En conclusion, on constate que les effets des parlements nationaux sur la gouvernance européenne sont limités, diffus et doublement différenciés, en fonction des assemblées concernées et des institutions européennes avec lesquelles elles interagissent. En dépit de la difficulté à leur assigner un rôle dans les traités et de la tentation de multiplier les procédures et instances gadgets, les parlements restent des forums essentiels d'élaboration des récits nationaux de la participation à l'Union européenne. À ce titre, ils contribuent à borner normativement l'espace des possibles européens et à encadrer ainsi, sur le long terme, la gouvernance de l'Union.

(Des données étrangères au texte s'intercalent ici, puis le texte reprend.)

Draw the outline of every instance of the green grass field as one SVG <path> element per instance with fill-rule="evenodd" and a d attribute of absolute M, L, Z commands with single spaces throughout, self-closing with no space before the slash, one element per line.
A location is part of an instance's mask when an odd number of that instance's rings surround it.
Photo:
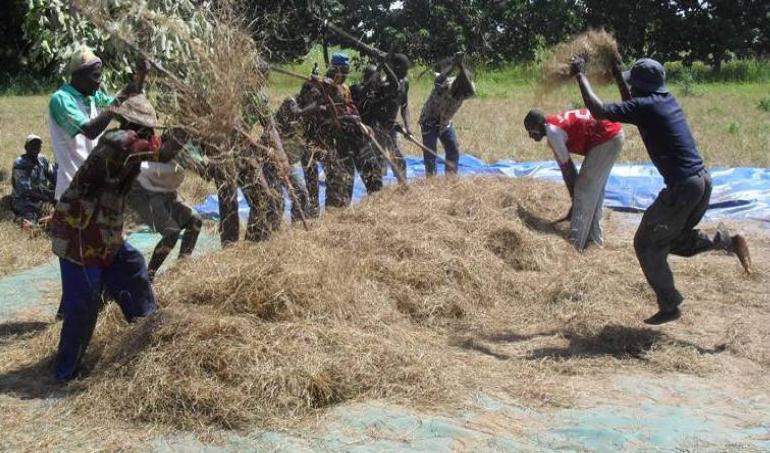
<path fill-rule="evenodd" d="M 482 73 L 477 75 L 477 82 L 479 95 L 463 106 L 455 120 L 463 152 L 487 161 L 550 159 L 545 143 L 528 138 L 522 119 L 533 107 L 558 112 L 580 106 L 577 87 L 566 86 L 539 97 L 534 84 L 523 83 L 507 73 Z M 277 103 L 297 92 L 300 83 L 285 76 L 274 77 L 270 84 L 271 100 Z M 430 76 L 412 82 L 410 105 L 415 122 L 430 89 Z M 674 85 L 673 91 L 684 106 L 709 166 L 770 167 L 770 84 Z M 616 91 L 610 87 L 602 88 L 600 93 L 605 100 L 617 99 Z M 0 97 L 0 168 L 5 173 L 0 181 L 0 196 L 10 193 L 10 167 L 22 152 L 27 134 L 43 137 L 44 153 L 51 155 L 47 121 L 46 95 Z M 416 124 L 412 126 L 419 132 Z M 625 131 L 627 143 L 620 161 L 647 161 L 636 129 L 629 126 Z M 412 145 L 405 146 L 410 153 L 419 152 Z M 200 196 L 200 185 L 187 186 L 188 197 Z M 28 239 L 27 233 L 18 231 L 9 221 L 7 212 L 0 219 L 0 275 L 50 258 L 44 238 Z"/>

Soulignons pour finir trois enjeux clés de la participation des parlements nationaux aux affaires européennes. Le premier consiste à mieux associer l'opposition afin de garantir la qualité parlementaire de l'intervention des chambres. Plusieurs pistes sont envisageables à cet égard telles que l'envoi d'opinions minoritaires aux institutions de l'Union européenne, notamment la Commission, ou l'obligation d'une composition pluraliste pour toute délégation parlementaire. Les chambres doivent ensuite calibrer le timing de leurs interventions. Contrairement à une opinion répandue, notamment au Nord de l'Europe, visant à les faire intervenir le plus en amont possible, les parlements doivent multiplier les séquences d'intervention au long de la très longue - près de deux ans - procédure de négociation de la législation européenne. Il est concevable que des conférences interparlementaires soient organisées de façons relativement souples à la veille de trilogues importants sur une base sectorielle correspondant aux commissions des parlements nationaux et du Parlement européen concernées. Enfin, dans la suite de cette dernière suggestion, les parlements nationaux ont tout à gagner à développer l'agilité dans leurs rapports comme dans les relations qu'ils entretiennent avec les institutions de l'Union européenne. Les leçons du fonctionnement à distance durant le covid méritent à cet égard d'être tirées : les outils de communication électroniques permettent de réduire le coût des réunions et de rassembler les élus sur une base plus égalitaire que lorsqu'ils sont conviés au Parlement européen. En outre, la création d'outils de traductions simultanées et automatisés pour ce type de réunions virtuelles constitue la nouvelle frontière de la coopération interparlementaire laissant espérer une dynamisation de la gouvernance parlementaire multi-niveaux de l'Union.